28 Şubat 2013 Perşembe

MHP çiftçinin yanında




EKONOMİ / 2013-02-27 16:10:02
MHP Genel Başkan Yardımcısı ve İzmir Milletvekili Ahmet Kenan Tanrıkulu, İzmir'de yaşayan köylümüzün ve çiftçimizin bankalar tarafından ipotek edilerek el koyulan tarlaları ve arazileri ile soya üreticimizin mağduriyeti hakkında TBMM'ye 4 yazılı soru önergesi verdi. Tanrıkulu "Son on yıldır " Köylü milletimizin efendisidir " anlayışı unutulmuş, köylü ve çiftçi vatandaşlarımız kaderlerine terk edilmişlerdir" dedi.
Konu hakkında açıklama yapan Tanrıkulu; "Tarımla geçimini sağlamaya çalışan İzmirli köylümüz, çiftçimiz başarısız tarım politikaları neticesinde başta Bakırçay ve Menderes havzalarında olmak üzere bankalara borçlanmakta, ancak ya öngörülmeyen doğal afetlerin zararlarından, ya da ürettiği ürünün para etmemesi nedeniyle bu borçlarını ödeyememektedirler.
Bu olumsuz durumun sonucunda bankalara ipotek ettirdikleri tarlaları, bahçeleri ellerinden alınarak durum daha da vahim hale getirilmektedir.
Son on yıldır " Köylü milletimizin efendisidir " anlayışı unutulmuş, köylü ve çiftçi vatandaşlarımız kaderlerine terk edilmişlerdir.
Bugün ailecek, aylarca uğraşıp ürettikleri ürünler masraflarını karşılamamakta, buna mukabil bankalar kıskaç altına almakta ve birçok alanda su ve elektrik sayaçları borçları nedeniyle sökülmektedir.
ON YIL ÖNCE PARA EDEN ÜRÜNLER ARTIK PARA ETMİYOR
AKP ise 'tarım destekleri veriyorum' söylemiyle bütün bu olumsuzlukları görmezden gelmekte ve uzun yıllardan bu yana çözüm için gerekli yasal düzenlemeleri hayata geçirmemektedir.
Hal böyle olunca; bir sonraki dönemin ürününü ekebilmek, yetiştirebilmek için bankalardan kredi kullanan çiftçimizin borcunu biraz geciktirmesi, tarlasının, arazisinin bankalar tarafından el koyulmasıyla sonuçlanmaktadır.
Çiftçimiz, köylümüz hiçbir dönem bu kadar sahipsiz, bir başına bırakılmamıştı. On yıl önce para eden ürünleri artık para etmiyor.
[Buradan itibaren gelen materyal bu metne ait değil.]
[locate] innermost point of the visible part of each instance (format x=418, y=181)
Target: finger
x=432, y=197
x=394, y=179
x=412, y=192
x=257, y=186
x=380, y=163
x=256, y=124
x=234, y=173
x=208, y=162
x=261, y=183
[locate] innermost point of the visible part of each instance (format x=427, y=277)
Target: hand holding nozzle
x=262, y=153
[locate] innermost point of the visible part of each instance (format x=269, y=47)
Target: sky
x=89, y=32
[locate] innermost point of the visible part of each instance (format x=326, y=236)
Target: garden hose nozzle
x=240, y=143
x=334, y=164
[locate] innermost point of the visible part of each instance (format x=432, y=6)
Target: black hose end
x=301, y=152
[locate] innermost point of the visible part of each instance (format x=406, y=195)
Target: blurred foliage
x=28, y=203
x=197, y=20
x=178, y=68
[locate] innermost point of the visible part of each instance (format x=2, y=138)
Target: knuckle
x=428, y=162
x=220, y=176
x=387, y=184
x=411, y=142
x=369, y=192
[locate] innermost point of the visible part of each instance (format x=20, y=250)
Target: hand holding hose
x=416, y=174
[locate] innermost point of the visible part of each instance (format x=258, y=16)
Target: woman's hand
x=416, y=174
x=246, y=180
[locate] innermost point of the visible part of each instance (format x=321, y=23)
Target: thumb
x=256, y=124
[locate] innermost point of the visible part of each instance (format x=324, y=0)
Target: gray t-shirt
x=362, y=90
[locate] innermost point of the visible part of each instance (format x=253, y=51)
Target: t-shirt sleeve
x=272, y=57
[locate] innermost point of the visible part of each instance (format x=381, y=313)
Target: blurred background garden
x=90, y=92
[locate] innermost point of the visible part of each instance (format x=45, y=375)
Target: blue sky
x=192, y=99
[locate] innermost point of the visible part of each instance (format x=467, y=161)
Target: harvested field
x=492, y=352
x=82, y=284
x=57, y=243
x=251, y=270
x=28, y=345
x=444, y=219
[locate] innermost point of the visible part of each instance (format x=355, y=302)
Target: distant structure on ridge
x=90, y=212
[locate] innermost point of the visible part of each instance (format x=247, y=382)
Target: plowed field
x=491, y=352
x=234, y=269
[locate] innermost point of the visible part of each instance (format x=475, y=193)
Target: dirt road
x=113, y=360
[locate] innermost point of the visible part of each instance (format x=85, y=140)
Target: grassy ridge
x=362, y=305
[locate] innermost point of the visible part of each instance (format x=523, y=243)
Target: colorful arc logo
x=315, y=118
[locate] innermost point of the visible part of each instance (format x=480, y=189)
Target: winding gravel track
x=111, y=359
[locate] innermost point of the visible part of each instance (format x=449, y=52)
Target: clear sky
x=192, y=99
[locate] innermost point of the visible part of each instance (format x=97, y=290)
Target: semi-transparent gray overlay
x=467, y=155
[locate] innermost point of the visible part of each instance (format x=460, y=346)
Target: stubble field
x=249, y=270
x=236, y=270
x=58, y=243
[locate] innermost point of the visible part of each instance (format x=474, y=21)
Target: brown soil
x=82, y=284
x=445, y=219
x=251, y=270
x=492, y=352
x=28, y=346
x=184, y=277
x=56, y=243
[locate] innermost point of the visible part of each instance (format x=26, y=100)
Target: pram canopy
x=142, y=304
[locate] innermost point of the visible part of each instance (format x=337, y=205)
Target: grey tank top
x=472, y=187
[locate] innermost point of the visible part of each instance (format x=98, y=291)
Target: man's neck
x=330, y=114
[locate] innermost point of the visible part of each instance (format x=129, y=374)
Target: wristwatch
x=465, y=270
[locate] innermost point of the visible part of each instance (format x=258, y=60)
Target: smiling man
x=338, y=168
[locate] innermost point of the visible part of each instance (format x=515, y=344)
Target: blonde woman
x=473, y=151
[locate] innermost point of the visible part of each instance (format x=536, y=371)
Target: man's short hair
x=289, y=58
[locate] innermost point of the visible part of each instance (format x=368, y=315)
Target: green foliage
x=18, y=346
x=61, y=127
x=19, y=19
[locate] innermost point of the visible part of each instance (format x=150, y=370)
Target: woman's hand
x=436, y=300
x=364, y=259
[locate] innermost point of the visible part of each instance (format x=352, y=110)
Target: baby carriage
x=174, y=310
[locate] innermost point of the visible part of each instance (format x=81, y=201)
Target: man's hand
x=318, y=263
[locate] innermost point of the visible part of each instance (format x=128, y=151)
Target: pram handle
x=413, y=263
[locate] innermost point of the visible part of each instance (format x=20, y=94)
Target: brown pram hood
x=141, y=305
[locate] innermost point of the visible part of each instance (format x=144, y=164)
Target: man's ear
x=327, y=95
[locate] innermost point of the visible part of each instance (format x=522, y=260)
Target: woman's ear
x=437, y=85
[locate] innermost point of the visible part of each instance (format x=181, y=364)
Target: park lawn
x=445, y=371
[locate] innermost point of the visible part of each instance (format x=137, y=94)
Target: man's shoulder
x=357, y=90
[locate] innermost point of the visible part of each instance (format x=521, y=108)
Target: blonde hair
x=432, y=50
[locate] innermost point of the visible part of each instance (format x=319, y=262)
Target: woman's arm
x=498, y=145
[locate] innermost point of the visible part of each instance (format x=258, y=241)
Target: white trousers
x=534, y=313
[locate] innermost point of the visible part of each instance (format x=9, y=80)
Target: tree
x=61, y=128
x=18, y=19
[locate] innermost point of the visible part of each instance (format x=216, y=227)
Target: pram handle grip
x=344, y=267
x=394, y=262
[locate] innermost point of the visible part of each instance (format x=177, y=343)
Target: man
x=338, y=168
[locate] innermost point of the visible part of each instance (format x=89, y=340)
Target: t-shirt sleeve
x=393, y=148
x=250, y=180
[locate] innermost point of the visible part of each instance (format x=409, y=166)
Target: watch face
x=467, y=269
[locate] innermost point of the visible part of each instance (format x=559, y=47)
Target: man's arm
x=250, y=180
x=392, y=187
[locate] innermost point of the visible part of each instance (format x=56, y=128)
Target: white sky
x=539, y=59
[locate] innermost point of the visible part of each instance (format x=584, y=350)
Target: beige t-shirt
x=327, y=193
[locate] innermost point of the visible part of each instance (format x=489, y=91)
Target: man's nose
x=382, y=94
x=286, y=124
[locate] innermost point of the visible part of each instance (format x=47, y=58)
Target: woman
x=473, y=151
Bu yetmiyormuş gibi yem fiyatları arttığında; yem girdilerinden soyanın, yerli hasat mevsimi olan 2012-Eylül ayında gümrük vergilerinin indirilmesi ile yerli soya üreticilerimiz de mağdur edilmiştir. Oysa bu mağduriyet; soya ithalatındaki gümrük vergilerinin hasat mevsimi olan Eylül ayında değil de, yerli soya stokunun bittiği Şubat veya Mart aylarında indirilmesiyle önlenebilirdi.
Ancak böyle bir zihniyetin iş başında olmaması ülkemizde tarımı bitirme noktasına getirerek, tarihinde ilk kez saman ithal eden bir sürece getirmiştir. Tüm bu olumsuzlukları giderilmesi ve çiftçimizin rahat bir nefes alabilmesi için TBMM'de vermiş olduğum yazılı önergelerimle bu mağduriyetlerin giderilmesini bekliyorum." diyerek, her alanda yaşanan sıkıntıların gün geçtikçe arttığını dile getirmiştir." dedi.